Questa Pandemia, col disastro economico e politico globale che ha scatenato in appena due mesi, e con tutto il male che ci farà ancora, apre gli occhi a tutti sulla necessità di rafforzare immediatamente i nostri Ospedali. Da loro emergerà la salvezza della Nazione.
Tutto oggi dimostra che la “centralizzazione” a Cagliari e Sassari è un grave errore, che viene fatto accettare con la motivazione che l’unica “centrale di costo” scatenerebbe la virtù del Risparmio.
V’è molto da dubitarne. Quando eravamo una Nazione più povera, 30 anni fa, avevamo servizi sanitari migliori, immediati e sempre a fianco del paziente. Sfido chiunque a confrontare le “liste d’attesa” di 30 anni fa con quelle di oggi. Si confrontino anche gli esosi ticket odierni rispetto a quelli appena simbolici di allora; senza parlare dei tempi d’attesa spaventosamente lunghi nei Pronto Soccorso, e i tempi spaventosamente brevi dei ricoveri, dovuti alla contrazione dei posti letto. Ricordo che i posti letto ed i ricoveri vennero ridotti a fronte della promessa di attivazione di “Case della Salute” nel territorio. Non si sono viste e i pazienti gravano pesantemente sulle famiglie.
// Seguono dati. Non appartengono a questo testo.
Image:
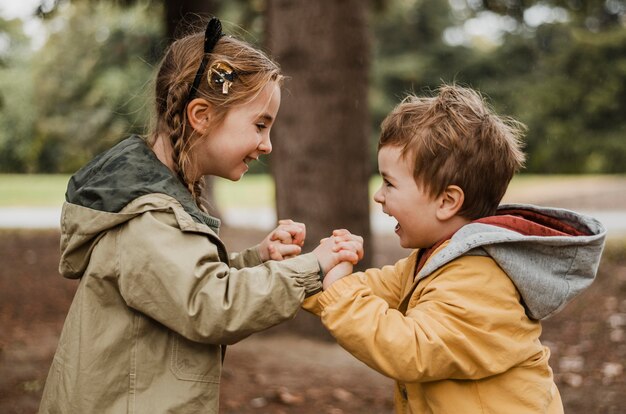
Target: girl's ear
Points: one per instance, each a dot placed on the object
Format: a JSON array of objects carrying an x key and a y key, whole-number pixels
[
  {"x": 198, "y": 114},
  {"x": 450, "y": 202}
]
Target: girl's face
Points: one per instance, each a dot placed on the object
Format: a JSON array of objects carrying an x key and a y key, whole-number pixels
[{"x": 241, "y": 138}]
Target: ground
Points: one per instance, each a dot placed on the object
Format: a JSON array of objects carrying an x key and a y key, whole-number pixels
[{"x": 286, "y": 371}]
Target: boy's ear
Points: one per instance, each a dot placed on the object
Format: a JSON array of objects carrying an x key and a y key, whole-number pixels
[
  {"x": 450, "y": 202},
  {"x": 198, "y": 114}
]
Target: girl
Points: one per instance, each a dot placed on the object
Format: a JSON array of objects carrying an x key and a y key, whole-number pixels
[{"x": 159, "y": 296}]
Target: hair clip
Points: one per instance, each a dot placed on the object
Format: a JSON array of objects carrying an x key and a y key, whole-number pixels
[
  {"x": 212, "y": 34},
  {"x": 221, "y": 73}
]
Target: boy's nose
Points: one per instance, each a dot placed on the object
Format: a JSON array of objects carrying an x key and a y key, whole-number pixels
[
  {"x": 265, "y": 146},
  {"x": 378, "y": 196}
]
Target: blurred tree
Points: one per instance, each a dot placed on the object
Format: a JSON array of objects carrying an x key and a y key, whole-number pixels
[
  {"x": 17, "y": 115},
  {"x": 82, "y": 78},
  {"x": 320, "y": 160}
]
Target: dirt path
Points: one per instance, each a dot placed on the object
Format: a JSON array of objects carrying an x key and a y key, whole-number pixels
[{"x": 280, "y": 372}]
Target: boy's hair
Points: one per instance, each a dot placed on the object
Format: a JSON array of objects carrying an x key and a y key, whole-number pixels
[
  {"x": 456, "y": 139},
  {"x": 253, "y": 70}
]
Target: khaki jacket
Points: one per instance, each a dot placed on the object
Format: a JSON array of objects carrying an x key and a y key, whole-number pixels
[{"x": 158, "y": 300}]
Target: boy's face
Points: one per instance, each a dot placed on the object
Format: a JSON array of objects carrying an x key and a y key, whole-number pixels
[{"x": 402, "y": 198}]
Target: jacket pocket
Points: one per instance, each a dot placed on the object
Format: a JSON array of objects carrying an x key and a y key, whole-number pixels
[{"x": 194, "y": 361}]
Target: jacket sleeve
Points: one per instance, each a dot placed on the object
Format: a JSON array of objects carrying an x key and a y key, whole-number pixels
[
  {"x": 465, "y": 323},
  {"x": 384, "y": 283},
  {"x": 247, "y": 258},
  {"x": 176, "y": 278}
]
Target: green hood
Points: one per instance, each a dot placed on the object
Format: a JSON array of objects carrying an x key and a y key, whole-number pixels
[{"x": 100, "y": 196}]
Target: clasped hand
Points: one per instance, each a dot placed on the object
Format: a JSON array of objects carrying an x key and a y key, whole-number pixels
[{"x": 336, "y": 254}]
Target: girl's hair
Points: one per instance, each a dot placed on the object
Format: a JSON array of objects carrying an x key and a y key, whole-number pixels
[
  {"x": 456, "y": 139},
  {"x": 253, "y": 70}
]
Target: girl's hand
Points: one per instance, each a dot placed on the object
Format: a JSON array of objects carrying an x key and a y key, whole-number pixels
[
  {"x": 336, "y": 273},
  {"x": 283, "y": 242},
  {"x": 342, "y": 246}
]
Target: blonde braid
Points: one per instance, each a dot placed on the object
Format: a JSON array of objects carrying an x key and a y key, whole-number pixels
[
  {"x": 175, "y": 76},
  {"x": 175, "y": 117}
]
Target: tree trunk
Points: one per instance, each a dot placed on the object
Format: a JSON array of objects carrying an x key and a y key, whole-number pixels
[{"x": 321, "y": 158}]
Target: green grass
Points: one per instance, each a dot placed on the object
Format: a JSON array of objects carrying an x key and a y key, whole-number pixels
[
  {"x": 37, "y": 190},
  {"x": 253, "y": 190}
]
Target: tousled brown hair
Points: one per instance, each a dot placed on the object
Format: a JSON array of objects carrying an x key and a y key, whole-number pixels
[
  {"x": 455, "y": 138},
  {"x": 253, "y": 69}
]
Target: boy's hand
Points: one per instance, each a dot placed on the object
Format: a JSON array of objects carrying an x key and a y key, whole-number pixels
[
  {"x": 342, "y": 246},
  {"x": 283, "y": 242},
  {"x": 336, "y": 273}
]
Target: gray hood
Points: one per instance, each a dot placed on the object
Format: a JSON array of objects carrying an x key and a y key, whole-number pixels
[{"x": 548, "y": 270}]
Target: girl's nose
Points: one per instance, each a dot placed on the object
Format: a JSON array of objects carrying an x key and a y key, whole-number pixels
[{"x": 265, "y": 147}]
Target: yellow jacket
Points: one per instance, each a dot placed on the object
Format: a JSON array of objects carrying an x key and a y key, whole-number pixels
[{"x": 456, "y": 341}]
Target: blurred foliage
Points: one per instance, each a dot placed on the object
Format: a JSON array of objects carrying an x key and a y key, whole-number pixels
[
  {"x": 565, "y": 77},
  {"x": 87, "y": 87}
]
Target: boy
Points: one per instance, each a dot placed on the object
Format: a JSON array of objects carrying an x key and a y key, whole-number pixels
[{"x": 456, "y": 324}]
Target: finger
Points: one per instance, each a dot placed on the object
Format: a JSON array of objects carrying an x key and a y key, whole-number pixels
[
  {"x": 287, "y": 250},
  {"x": 297, "y": 231},
  {"x": 348, "y": 256},
  {"x": 353, "y": 246},
  {"x": 274, "y": 253},
  {"x": 282, "y": 235},
  {"x": 300, "y": 236}
]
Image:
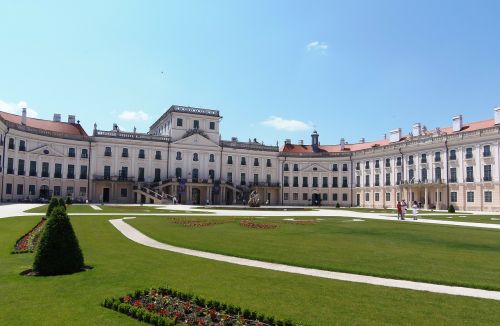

E’ urgente invertire la rotta, ed è urgente restituire ai rappresentanti del popolo, il potere del legittimo controllo sull’azione amministrativa negli Ospedali e nel Territorio, restituendo contestualmente le proprietà immobiliari ai Sindaci delle città.
Prima di iniziare la lunga guerra contro il virus, è necessario chiarire la catena di comando.